尸兵被烧得惨叫——虽然它们不知道疼,但本能地畏惧火焰。
但这还不够。
血狼王根本不管那些燃烧罐,他直直冲向萧辰,冲向那面燃烧的战旗。
距离越来越近。
萧辰能看清他脸上狰狞的表情,能看清他胸口霜狼之心剧烈的光芒,能看清他眼中那种恨不得把自己撕成碎片的杀意。
但他没动。
他只是站在原地,看着血狼王扑来。
然后,在血狼王距离他还有三十丈时,他抬手,按在了自己胸口。
丹田里,那滴冰凰精血的封印,被他主动撕开了一道缝隙。
一丝——仅仅是一丝——纯粹的冰寒之力涌出,顺着经脉流遍全身。
萧辰的眼睛,瞬间变成了冰蓝色。
他周围的空气开始结冰,脚下的冻土裂开蛛网般的纹路,飘落的雪花在他头顶三丈处就凝固成冰晶。
血狼王的速度明显一滞。
他感觉到了。
那股至寒至净、专克阴邪的力量。
“冰凰……”
他嘶声说,“你居然……”
萧辰咧嘴,满嘴是血,但笑得很灿烂。
“惊喜吗?”
然后他转身,朝西面狂奔——不是逃跑,是引着血狼王,远离王庭,远离血池,给墨凤和青凤争取时间。
血狼王果然追来。
他完全被激怒了,也完全被那丝冰凰之力吸引了——如果能吞掉这个人,他吸收乌兰雪血脉的速度会加快十倍!
两道身影,一前一后,在血色月光下狂奔。
前面是冰蓝的寒雾。
后面是血红的煞气。
而在王庭东侧,墨凤和青凤看着那道远去的光影,同时深吸一口气。
“该我们了。

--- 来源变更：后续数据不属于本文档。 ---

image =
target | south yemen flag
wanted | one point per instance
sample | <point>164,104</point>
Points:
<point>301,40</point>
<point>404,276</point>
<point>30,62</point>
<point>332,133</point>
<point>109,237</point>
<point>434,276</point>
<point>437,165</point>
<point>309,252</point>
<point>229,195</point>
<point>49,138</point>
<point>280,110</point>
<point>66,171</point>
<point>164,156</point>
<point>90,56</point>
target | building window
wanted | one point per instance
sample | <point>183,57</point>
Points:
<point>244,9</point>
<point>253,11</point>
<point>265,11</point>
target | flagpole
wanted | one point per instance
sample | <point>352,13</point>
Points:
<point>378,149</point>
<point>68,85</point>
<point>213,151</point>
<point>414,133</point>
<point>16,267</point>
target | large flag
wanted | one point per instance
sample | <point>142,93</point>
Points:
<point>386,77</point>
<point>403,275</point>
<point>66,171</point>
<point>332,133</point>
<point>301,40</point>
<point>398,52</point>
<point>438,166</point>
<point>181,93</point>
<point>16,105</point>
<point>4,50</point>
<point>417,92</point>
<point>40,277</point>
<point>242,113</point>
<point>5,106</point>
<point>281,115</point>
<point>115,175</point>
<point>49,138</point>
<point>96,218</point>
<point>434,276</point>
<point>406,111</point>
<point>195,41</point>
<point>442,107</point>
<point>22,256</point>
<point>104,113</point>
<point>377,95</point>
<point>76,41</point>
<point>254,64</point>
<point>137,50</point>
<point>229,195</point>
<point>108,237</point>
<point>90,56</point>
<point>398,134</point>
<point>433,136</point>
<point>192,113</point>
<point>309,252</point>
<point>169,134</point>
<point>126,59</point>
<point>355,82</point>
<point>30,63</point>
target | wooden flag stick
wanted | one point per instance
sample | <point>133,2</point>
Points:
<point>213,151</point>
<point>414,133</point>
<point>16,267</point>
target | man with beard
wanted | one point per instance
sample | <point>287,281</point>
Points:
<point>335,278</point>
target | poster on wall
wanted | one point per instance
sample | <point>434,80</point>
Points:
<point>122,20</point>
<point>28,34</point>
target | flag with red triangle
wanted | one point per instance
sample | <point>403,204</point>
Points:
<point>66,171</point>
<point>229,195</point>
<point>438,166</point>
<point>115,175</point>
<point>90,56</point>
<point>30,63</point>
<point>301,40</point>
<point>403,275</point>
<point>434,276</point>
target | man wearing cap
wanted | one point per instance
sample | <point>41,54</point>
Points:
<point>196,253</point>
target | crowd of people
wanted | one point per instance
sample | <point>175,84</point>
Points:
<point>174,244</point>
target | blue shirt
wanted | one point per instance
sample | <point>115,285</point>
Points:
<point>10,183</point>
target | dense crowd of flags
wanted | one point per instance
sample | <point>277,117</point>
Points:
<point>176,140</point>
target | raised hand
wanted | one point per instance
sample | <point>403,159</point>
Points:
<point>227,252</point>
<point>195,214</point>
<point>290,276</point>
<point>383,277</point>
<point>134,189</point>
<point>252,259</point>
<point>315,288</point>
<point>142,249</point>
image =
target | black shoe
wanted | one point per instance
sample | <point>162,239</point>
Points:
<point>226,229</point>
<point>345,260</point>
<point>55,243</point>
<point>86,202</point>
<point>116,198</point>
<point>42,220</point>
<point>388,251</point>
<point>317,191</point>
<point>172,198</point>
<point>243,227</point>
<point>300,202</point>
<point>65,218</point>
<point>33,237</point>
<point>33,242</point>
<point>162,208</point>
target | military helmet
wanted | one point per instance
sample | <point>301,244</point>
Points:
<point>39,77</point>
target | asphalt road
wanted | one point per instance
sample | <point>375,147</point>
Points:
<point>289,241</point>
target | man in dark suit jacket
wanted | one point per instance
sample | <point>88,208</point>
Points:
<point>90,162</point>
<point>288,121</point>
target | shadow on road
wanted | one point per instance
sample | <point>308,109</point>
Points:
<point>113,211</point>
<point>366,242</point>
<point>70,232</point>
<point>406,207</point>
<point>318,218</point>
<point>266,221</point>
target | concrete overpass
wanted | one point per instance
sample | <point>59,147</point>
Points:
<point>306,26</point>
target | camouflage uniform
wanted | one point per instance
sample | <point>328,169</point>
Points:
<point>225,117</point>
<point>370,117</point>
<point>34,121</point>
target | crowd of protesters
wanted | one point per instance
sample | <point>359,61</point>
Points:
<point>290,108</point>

”
墨凤说。
她抽出冰翎。
三尺长的冰晶羽毛在夜色中泛着柔和的光,所过之处,尸气退散,连血月的光芒都仿佛被净化了。
三十个人,像三十道影子,悄无声息地滑进王庭。
朝着地下血池的方向。
朝着乌兰雪遗体所在的地方。
朝着这场生死赌局的,最后一个筹码。